Graysen Golter and Nicole Stuessy

While growing up in the south side of Chicago, Michelle Obama said she didn’t realize her family was poor.

“When you live in a house full of love, music and laughter, you feel like you’re rich,” Obama said. “That was our childhood: things pieced together with duct tape and love.”

Thousands gathered at the Frank Erwin Center Thursday night to hear the former first lady, along with celebrity chef Rachael Ray, speak about her personal and professional life as part of a book tour for her new memoir, “Becoming.” 

In addition to discussing her childhood and family, Obama spoke about her college education, health activism and challenges she has faced as an African-American woman.

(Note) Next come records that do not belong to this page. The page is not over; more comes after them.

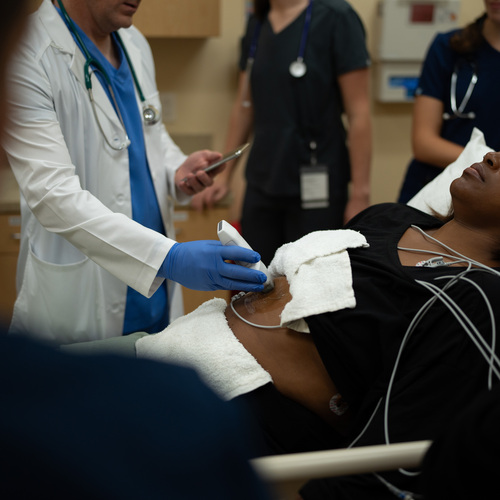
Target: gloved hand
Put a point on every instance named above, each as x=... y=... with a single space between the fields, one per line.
x=200 y=265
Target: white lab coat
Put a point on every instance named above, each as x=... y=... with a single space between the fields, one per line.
x=79 y=246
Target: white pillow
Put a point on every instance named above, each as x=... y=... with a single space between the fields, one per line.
x=435 y=196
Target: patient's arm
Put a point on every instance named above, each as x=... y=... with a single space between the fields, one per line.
x=290 y=357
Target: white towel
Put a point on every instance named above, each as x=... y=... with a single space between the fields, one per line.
x=318 y=269
x=203 y=341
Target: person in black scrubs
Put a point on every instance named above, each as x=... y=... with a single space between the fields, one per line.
x=457 y=92
x=304 y=65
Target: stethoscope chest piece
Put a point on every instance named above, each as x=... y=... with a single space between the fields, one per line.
x=298 y=68
x=150 y=114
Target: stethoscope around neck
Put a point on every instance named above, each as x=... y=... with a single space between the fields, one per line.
x=458 y=112
x=150 y=114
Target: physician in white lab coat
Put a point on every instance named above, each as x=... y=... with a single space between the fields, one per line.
x=89 y=253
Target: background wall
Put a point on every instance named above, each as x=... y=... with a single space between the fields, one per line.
x=201 y=76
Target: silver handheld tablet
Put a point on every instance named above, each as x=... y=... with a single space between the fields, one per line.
x=236 y=153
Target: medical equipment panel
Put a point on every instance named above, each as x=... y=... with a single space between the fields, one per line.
x=405 y=29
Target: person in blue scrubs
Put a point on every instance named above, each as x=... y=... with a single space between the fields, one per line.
x=441 y=129
x=106 y=427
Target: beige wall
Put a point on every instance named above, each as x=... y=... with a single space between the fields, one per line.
x=202 y=75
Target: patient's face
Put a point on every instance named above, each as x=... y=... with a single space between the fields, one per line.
x=476 y=194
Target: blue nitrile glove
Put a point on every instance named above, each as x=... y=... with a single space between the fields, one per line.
x=200 y=265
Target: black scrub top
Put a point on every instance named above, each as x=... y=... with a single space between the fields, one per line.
x=290 y=112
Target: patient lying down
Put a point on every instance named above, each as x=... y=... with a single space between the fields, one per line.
x=375 y=321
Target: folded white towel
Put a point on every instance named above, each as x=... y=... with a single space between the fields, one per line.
x=203 y=341
x=318 y=269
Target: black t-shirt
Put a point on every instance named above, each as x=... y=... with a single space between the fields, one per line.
x=440 y=369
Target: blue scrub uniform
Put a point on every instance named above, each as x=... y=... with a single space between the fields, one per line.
x=435 y=81
x=141 y=314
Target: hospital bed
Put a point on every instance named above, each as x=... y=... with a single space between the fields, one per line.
x=285 y=474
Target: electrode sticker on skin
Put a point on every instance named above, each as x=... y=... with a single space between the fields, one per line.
x=314 y=191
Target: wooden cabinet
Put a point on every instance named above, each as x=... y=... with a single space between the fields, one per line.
x=179 y=18
x=192 y=225
x=10 y=226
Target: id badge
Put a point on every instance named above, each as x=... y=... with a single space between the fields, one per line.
x=314 y=192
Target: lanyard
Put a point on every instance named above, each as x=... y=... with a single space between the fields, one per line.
x=150 y=114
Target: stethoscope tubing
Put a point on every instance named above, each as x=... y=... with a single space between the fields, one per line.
x=150 y=114
x=298 y=63
x=458 y=111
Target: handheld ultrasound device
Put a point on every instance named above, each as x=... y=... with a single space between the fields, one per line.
x=228 y=235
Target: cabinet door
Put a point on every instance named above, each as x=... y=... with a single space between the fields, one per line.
x=179 y=18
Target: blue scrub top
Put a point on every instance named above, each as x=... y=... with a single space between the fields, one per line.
x=435 y=81
x=141 y=314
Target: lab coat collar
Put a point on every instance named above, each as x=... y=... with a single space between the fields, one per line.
x=63 y=40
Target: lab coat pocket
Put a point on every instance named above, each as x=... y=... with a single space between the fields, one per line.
x=61 y=303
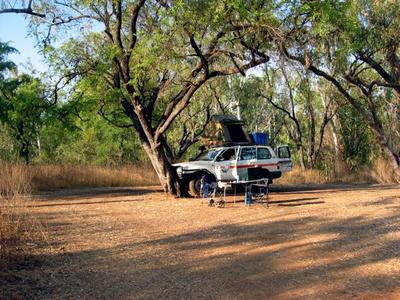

She said while she grew up in a loving household, not all women are so fortunate to be surrounded by the kind of men she was. Obama said she holds the men in her life to the standard set by her father.

“Imagine walking around the world trying to raise your kids and go to work covered in scars — that’s how women live,” Obama said. “It’s not just the job of the mother, it’s the job of the men in her life to make her feel loved. When I met Barack Obama, my bar was high.”

Obama graduated from Princeton University in 1985 with an undergraduate degree in sociology and went on to earn her law degree three years later from Harvard. She then practiced law at Sidley Austin in Chicago where she mentored a young lawyer, Barack Obama.


“You go from being a normal citizen to the moment you are watching your husband, before your very eyes, become the president of the United States,” Obama said. 

During her time in the White House, Obama said she fought for healthier lifestyles for children after observing her own children’s habits, including drinking sugary drinks and watching too much television. With the current administration rolling back these efforts, she hopes parents are educated enough to implement healthy habits at home.

“We have to be aware of what health looks like for our kids,” Obama said. “We have to shift from what we’re buying so that (fast food companies) will stop killing our kids.”

Obama spoke about her feelings on the current administration, saying it was difficult to watch the transition from what she and former President Obama were trying to accomplish to President Trump’s actions.

“To sit on that stage (for Trump’s inauguration) and see this version of America was painful,” Obama said. 

In her closing comments, Obama said she wants Americans to remain hopeful for the future of the nation and politically active throughout this administration.

“We have been through worse,” Obama said. “We are still a country becoming, we aren’t there yet. We still need to remain hopeful and active. Change doesn’t happen passively.”